16 enero 2012

El flagelo del tiempo

Yo debo haber sido muy pequeño cuando me acerqué por primera vez a esa especie de balcón o mirador que servía de antesala al frontispicio del antiguo Hospital Militar. La sobriedad del edificio, sumada a la presencia del personal armado que resguardaba su acceso, debe haber creado en mí esa sensación de hallarme junto a un inmueble identificado con los recintos castrenses, y aun con las fortalezas guarnecidas, que nos resulta tan ajena a la impresión que tenemos de las casas de salud. Más tarde habría de ingresar en él por un motivo atroz, lamentable y fortuito; y habría de comprobar que su fachada exageraba el espacio que en la realidad existía en su interior.

El cuerpo central tenía la forma de una medialuna. De la estructura medular de su arco exterior, se desprendía hasta una docena de pabellones, en los que se daba alojamiento a los pacientes que allí habían sido admitidos. Eran secciones en las que predominaba el blanco de las paredes y el de la ropa de cama; monotonía pictórica que era interrumpida por el color metálico de los camastros y literas. En medio de esa intensa blancura, habría de apreciar con horror, las secuelas de la trágica desgracia de una agraciada chica de mi edad, quien había tropezado por accidente, mientras en una mano portaba una vela para alumbrar y en la otra un recipiente en el que transportaba un galón de gasolina…
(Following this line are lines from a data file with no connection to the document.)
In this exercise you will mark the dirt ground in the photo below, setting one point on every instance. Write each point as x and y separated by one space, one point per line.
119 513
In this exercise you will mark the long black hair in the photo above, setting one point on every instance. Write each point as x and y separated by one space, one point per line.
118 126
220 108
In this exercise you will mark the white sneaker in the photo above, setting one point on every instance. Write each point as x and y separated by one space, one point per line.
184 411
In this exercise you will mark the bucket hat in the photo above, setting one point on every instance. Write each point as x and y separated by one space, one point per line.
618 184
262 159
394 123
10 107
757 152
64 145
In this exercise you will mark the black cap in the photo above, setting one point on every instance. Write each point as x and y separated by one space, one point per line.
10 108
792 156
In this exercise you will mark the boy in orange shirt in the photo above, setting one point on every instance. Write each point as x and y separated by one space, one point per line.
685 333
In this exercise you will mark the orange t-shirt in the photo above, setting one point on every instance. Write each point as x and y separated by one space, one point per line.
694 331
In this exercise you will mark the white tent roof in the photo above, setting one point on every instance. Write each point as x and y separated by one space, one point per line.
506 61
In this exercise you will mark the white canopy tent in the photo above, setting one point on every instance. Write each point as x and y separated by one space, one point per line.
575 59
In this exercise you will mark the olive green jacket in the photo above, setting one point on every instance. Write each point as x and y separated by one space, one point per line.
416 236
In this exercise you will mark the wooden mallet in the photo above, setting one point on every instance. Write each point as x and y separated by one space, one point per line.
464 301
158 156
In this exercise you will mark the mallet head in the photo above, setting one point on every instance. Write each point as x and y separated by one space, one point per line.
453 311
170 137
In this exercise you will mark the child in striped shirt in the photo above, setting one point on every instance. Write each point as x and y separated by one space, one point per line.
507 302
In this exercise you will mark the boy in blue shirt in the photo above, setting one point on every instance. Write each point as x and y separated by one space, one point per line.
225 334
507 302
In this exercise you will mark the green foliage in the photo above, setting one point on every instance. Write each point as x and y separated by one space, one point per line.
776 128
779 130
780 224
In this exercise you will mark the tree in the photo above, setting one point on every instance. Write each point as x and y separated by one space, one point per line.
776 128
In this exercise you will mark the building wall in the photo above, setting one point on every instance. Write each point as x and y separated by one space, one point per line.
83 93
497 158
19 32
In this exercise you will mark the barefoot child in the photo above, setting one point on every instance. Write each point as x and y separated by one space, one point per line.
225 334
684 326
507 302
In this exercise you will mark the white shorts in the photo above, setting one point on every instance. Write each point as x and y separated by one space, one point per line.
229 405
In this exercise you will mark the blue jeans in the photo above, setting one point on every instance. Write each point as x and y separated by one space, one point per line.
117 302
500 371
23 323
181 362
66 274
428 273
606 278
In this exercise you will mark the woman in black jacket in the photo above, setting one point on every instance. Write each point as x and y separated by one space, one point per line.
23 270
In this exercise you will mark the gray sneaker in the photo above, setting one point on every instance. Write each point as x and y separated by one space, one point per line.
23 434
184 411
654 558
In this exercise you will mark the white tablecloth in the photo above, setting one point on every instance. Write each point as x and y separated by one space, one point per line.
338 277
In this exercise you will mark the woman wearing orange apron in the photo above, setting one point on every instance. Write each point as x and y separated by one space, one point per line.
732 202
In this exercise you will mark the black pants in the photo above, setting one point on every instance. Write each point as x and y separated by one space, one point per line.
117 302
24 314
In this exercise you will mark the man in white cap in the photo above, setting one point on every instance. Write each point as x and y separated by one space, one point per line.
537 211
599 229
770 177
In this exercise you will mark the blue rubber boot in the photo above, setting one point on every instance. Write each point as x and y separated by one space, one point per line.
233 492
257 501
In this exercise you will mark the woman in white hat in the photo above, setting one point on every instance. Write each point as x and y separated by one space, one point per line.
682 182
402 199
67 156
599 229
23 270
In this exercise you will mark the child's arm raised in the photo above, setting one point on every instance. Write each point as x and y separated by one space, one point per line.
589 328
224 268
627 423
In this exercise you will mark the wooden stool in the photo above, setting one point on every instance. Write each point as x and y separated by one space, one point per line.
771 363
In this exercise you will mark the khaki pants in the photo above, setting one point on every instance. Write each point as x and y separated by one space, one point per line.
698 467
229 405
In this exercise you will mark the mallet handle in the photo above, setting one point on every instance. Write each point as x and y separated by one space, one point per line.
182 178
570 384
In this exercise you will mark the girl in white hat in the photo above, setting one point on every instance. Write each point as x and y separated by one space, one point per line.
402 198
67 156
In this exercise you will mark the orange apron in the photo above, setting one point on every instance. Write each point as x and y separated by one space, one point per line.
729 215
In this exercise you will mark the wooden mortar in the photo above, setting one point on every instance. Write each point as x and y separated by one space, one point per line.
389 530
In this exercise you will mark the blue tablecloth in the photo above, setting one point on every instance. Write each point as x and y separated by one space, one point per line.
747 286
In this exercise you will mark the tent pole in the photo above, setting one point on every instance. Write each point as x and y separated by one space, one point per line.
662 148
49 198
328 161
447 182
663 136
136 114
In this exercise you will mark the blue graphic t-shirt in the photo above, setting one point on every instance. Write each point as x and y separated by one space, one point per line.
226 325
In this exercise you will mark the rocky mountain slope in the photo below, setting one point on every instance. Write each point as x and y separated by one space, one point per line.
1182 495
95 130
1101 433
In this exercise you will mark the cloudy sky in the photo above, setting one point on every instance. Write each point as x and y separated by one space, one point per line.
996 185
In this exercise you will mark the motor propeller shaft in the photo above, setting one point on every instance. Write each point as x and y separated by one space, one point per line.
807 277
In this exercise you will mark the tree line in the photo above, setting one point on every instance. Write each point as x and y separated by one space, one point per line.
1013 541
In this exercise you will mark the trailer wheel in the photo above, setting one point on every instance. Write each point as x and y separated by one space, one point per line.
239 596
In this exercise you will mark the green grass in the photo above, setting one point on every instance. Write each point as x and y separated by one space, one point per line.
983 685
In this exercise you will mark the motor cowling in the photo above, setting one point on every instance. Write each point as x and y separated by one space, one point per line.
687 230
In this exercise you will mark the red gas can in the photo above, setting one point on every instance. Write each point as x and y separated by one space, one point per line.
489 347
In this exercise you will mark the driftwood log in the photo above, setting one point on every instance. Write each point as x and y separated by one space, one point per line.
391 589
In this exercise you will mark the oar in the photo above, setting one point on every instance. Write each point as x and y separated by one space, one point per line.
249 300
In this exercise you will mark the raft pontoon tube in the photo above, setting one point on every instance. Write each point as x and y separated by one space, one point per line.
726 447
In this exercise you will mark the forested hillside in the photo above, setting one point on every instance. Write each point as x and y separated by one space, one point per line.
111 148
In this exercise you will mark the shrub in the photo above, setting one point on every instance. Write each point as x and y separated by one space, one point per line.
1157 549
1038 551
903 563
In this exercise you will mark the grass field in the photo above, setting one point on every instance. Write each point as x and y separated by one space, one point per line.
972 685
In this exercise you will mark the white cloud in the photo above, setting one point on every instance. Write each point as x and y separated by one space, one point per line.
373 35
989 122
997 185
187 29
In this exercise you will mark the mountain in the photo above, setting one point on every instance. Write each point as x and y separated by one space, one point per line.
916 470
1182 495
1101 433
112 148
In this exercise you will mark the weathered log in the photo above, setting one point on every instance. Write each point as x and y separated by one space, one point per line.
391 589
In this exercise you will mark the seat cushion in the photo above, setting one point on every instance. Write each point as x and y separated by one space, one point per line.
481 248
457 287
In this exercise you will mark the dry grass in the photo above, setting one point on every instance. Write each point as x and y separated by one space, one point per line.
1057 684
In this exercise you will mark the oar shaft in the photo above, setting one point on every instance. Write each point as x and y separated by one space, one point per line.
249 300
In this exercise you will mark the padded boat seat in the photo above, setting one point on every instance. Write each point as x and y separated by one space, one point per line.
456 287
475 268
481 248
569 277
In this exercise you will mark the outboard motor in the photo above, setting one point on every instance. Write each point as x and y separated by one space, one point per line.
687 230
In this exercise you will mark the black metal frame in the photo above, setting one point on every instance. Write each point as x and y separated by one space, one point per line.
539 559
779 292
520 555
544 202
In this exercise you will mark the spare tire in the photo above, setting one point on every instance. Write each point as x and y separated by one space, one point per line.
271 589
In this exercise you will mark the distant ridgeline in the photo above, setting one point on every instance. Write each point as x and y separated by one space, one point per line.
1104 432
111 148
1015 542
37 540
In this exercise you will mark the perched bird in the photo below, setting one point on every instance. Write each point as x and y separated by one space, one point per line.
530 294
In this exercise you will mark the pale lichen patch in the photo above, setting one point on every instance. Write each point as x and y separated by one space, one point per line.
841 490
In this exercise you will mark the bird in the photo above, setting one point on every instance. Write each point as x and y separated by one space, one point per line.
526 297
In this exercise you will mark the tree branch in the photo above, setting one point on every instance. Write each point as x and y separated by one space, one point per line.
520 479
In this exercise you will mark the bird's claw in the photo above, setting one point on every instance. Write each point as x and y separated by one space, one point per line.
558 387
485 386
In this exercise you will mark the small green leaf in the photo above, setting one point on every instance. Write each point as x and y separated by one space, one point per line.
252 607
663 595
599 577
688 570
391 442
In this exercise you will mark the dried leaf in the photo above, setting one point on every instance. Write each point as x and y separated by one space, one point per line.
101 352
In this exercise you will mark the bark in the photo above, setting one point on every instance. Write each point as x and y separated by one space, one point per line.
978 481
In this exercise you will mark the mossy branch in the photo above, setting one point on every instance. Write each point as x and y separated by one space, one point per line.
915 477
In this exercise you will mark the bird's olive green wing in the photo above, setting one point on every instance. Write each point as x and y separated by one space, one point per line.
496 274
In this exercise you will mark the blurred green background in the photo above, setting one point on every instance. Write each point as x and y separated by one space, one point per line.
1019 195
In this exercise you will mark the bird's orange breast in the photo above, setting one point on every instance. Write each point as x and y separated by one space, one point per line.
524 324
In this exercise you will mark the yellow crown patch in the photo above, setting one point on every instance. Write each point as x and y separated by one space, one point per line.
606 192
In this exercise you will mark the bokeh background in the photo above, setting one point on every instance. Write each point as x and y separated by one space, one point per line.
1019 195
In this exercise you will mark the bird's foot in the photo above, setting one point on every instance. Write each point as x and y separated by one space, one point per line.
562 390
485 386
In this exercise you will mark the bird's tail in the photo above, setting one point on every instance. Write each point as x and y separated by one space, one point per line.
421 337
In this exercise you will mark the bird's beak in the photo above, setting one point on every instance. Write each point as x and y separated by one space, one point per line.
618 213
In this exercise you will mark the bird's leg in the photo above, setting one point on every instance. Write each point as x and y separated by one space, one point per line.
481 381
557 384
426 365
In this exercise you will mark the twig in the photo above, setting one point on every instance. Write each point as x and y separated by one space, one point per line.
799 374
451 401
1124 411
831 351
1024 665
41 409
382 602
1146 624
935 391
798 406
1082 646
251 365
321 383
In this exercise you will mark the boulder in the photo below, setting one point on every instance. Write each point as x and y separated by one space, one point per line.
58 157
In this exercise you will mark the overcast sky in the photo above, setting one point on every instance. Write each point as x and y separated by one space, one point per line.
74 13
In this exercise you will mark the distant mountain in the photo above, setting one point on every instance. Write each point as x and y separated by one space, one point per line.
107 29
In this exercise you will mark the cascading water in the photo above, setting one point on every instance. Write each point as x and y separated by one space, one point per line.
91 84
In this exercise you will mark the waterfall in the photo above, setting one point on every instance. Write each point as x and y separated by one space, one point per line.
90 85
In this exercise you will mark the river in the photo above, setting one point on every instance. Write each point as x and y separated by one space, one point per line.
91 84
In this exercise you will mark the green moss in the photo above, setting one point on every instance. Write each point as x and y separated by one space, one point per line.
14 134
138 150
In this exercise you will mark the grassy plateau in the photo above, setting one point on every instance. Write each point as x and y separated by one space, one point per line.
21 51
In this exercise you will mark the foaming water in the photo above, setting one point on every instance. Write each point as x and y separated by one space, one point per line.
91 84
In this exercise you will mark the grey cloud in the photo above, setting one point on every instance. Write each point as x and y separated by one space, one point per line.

No recuerdo su nombre, pero nuestras abuelas estaban emparentadas. Así pude entrar por primera vez en ese lugar en el que campeaba un raro silencio cual si se tratase de un convento. De rato en rato se escuchaban los gemidos de quienes estaban ahí para encontrar alivio a sus achaques y dolencias. Tuve que esperar en un corredor que servía de marco a dos patios interiores, donde destacaban unas lajas de piedra cuyas aristas irregulares reflejaban la intransigencia de la lluvia. Cuando al fin se nos dio anuencia para ingresar a visitar a la desgraciada, casi dejo caer los refrigerios que le habíamos traído para mitigar sus dolencias. Se hallaba la desventurada, postrada en su triste lecho exhibiendo sus ulceradas heridas y soportando sus fístulas sangrantes que deformaban su rostro en forma cruel y lastimera.

Más tarde habría de volver al viejo hospital por una serie de diversos motivos. Hoy el marcial edificio ya no funciona en ese lugar avecinado al popular barrio, asentado en las faldas de la montaña; más bien dicho, una parte importante de su antiguo cuerpo ahora ha dado lugar a una encomiable obra de recuperación y de remodelación en la que se ha empeñado el municipio capitalino, que ha logrado convertir este recinto en un muy bien presentado museo que hoy sirve como centro cultural y como referente de lo que se puede lograr con entusiasmo, buen gusto, y recuperando el valor arquitectónico de un bello y emblemático edificio.

Como siempre sucede, hay quienes reclaman que no debió transformarse ese local, antes destinado a casa de salud, en un centro cultural que sirviese de museo. Sin embargo, tal no sería un cuestionamiento coherente: hoy un hospital resulta algo más, mucho más, de lo que significa su estructura física. Debe tomarse en cuenta un criterio integral, pues debe dar cabida a amplios y generosos espacios -con un sentido adecuado de diseño-, los mismos que son requeridos por la modernidad, para albergar todos esos nuevos implementos y equipos que hoy resultan indispensables para que una casa de salud funcione con eficiencia. Hoy, no es difícil coincidir con el concepto de que aquellos bellos y antiguos establecimientos ya no logran satisfacer las nuevas realidades que han sido determinadas por el avance tecnológico y el crecimiento de las ciudades.